1 Een gouden kleinood van David tot lering, voor den opperzangmeester, op Schusan Eduth;

2 Als hij gevochten had met de Syriers van Mesopotamie, en met de Syriers van Zoba; en Joab wederkwam, en de Edomieten sloeg in het Zoutdal, twaalf duizend.

3 O God! Gij hadt ons verstoten, Gij hadt ons gescheurd, Gij zijt toornig geweest; keer weder tot ons.

4 Gij hebt het land geschud, Gij hebt het gespleten; genees zijn breuken, want het wankelt.

5 Gij hebt Uw volk een harde zaak doen zien; Gij hebt ons gedrenkt met zwijmelwijn.

6 Maar nu hebt Gij dengenen, die U vrezen, een banier gegeven, om die op te werpen, vanwege de waarheid. Sela.

7 Opdat Uw beminden zouden bevrijd worden; geef heil door Uw rechterhand, en verhoor ons.

8 God heeft gesproken in Zijn heiligdom; dies zal ik van vreugde opspringen; ik zal Sichem delen, en het dal van Sukkoth zal ik afmeten.

9 Gilead is mijn, en Manasse is mijn, en Efraim is de sterkte mijns hoofds; Juda is mijn wetgever.

10 Moab is mijn waspot; op Edom zal ik mijn schoen werpen! juich over mij, o gij Palestina!

11 Wie zal mij voeren in een vaste stad? Wie zal mij leiden tot in Edom?

12 Zult Gij het niet zijn, o God! Die ons verstoten hadt, en niet uittoogt, o God! met onze heirkrachten? [ (Psalms 60:13) Geef Gij ons hulp uit de benauwdheid, want 's mensen heil is ijdelheid. ] [ (Psalms 60:14) In God zullen wij kloeke daden doen, en Hij zal onze wederpartijders vertreden. ]

1 Al Músico principal: sobre Susan-Heduth: Michtam de David, para enseñar, cuando tuvo guerra contra Aram-Naharaim y contra Aram de Soba, y volvió Joab, é hirió de Edom en el valle de las Salina doce mil. OH Dios, tú nos has desechado, nos disipaste; Te has airado: vuélvete á nosotros.

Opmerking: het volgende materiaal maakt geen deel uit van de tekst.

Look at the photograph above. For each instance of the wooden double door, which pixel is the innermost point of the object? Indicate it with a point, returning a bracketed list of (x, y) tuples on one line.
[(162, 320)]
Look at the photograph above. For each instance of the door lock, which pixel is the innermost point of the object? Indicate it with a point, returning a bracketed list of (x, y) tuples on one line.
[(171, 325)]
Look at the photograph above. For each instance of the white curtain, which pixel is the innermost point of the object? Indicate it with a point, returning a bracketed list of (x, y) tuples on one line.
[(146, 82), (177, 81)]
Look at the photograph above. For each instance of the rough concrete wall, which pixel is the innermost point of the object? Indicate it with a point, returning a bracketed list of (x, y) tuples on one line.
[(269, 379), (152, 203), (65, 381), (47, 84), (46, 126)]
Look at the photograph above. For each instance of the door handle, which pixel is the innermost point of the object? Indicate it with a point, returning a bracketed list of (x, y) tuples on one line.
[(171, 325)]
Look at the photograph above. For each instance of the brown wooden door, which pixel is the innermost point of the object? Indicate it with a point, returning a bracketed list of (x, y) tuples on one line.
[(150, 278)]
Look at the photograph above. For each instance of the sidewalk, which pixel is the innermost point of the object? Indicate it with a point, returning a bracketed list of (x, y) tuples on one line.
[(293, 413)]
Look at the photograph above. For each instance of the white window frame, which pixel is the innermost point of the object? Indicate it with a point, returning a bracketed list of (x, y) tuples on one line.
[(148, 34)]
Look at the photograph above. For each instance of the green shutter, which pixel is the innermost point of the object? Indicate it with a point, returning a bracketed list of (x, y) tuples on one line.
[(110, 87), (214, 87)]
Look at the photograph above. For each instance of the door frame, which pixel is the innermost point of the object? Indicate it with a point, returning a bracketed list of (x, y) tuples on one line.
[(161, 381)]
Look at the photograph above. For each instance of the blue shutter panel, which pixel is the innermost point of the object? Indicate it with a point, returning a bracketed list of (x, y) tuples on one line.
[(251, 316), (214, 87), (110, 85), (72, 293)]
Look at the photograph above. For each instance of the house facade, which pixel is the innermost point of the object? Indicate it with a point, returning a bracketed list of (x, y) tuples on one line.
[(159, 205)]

2 Hiciste temblar la tierra, abrístela: Sana sus quiebras, porque titubea.

3 Has hecho ver á tu pueblo duras cosas: Hicístenos beber el vino de agitación.

4 Has dado á los que te temen bandera Que alcen por la verdad. (Selah.)

5 Para que se libren tus amados, Salva con tu diestra, y óyeme.

6 Dios pronunció por su santuario; yo me alegraré; Partiré á Sichêm, y mediré el valle de Succoth.

7 Mío es Galaad, y mío es Manasés; Y Ephraim es la fortaleza de mi cabeza; Judá, mi legislador;

8 Moab, la vasija de mi lavatorio; Sobre Edom echaré mi zapato: Haz júbilo sobre mí, oh Palestina.

9 ¿Quién me llevará á la ciudad fortalecida? ¿Quién me llevará hasta Idumea?

10 Ciertamente, tú, oh Dios, que nos habías desechado; Y no salías, oh Dios, con nuestros ejércitos.

11 Danos socorro contra el enemigo, Que vana es la salud de los hombres.

12 En Dios haremos proezas; Y él hollará nuestros enemigos.